Bpk Joesoef Isak Sekali Lagi

昨年末のエントリで触れたSeri Buku Tempo: Orang Kiri Indonesiaを読みはじめた。Aidit, Sjam, Njotoと三人並んだら、皆さんは誰についての本から読みはじめるだろうか?(いや、そんな本読む人がほとんどいないことは分かってる。)僕の場合は断然Njotoである。

さて、それは兎も角、この叢書に共通して付されているまえがきでちょっとした事実を知った。スハルト体制下で、プラムディヤ・アナンタ・トゥールの作品などを出版しては発禁にされていたHasta Mitraのユスフ・イサック氏が2009年8月に亡くなったことはこのブログでもすでに触れているし、別のところで追悼文も書いている。彼が亡くなったのが15日の夜で、その日の昼間にはTempo社で、Njotoの奥さんや子供たちと一緒にTempoのNjoto特集(この特集が本となった)のためのミーティングに参加していたのだという。彼の死が本当に突然だったということに改めて驚き、そしてその死の直前までインドネシアにおける歴史に対する責任を全うしようとしていたことに脱帽する。

該当部分をちょっと訳してみると…。

「…ニョトについての特集号を準備していたとき、ニョトの妻スタルニと子供たちはインタビューを快諾してくれた。私たちはプロジェクト初期段階のディスカッションに彼らを招いた。ジャーナリストであり、ニョトの近しい友人であったユスフ・イサック氏を招くことも忘れなかった。

この最後の人物に、私たちは大いに恩義を負っている。私たちがニョトとリタ(KGBの諜報員と思われるロシア女性)とのラブ・ストーリーについて確信を得たのは、ユスフ氏からである。この浮気を知ったD.N.アイディットは激怒したという。その後、アイディットとニョトの関係は疎遠になったと言われる。
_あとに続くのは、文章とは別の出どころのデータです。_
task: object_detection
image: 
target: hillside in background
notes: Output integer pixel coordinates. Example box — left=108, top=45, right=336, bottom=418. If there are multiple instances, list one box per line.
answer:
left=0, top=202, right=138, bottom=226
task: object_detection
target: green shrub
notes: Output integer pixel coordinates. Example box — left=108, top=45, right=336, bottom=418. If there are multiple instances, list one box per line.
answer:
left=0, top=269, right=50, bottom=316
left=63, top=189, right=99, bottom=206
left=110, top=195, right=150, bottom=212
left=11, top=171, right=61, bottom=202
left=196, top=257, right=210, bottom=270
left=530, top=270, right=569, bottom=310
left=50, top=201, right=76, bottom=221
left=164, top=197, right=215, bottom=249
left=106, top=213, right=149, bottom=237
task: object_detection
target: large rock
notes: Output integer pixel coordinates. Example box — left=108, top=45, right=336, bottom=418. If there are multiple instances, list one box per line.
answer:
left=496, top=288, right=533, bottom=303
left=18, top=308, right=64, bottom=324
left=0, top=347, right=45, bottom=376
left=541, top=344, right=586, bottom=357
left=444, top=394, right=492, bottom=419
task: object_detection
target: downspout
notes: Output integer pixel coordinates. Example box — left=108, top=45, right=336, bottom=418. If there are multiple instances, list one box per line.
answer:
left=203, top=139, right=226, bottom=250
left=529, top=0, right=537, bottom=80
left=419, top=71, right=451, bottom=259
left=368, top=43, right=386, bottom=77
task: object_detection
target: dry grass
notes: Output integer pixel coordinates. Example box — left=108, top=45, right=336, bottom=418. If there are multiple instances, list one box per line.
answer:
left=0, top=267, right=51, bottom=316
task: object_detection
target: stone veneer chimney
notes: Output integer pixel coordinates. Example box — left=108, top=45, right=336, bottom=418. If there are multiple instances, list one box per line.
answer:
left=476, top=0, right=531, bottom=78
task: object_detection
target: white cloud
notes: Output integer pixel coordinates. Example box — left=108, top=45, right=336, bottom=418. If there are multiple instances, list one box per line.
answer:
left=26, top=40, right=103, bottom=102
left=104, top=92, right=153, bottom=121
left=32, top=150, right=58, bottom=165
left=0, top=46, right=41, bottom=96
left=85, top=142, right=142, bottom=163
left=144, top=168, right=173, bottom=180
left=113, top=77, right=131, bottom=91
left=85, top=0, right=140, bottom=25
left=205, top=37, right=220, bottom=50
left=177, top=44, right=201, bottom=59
それ以前にこの話は曖昧なままだった。『テンポ』編集部でのディスカッションで、ユスフ氏は初めてこの話をニョトの妻スタルニの前で明らかにしたのだった。私は覚えている、ユスフ氏は涙を流していた。スタルニはと言えば、怒りや悲しみを見せなかった。その日の晩、ユスフが亡くなった。数年来彼は心臓に病を抱えていたのだった。」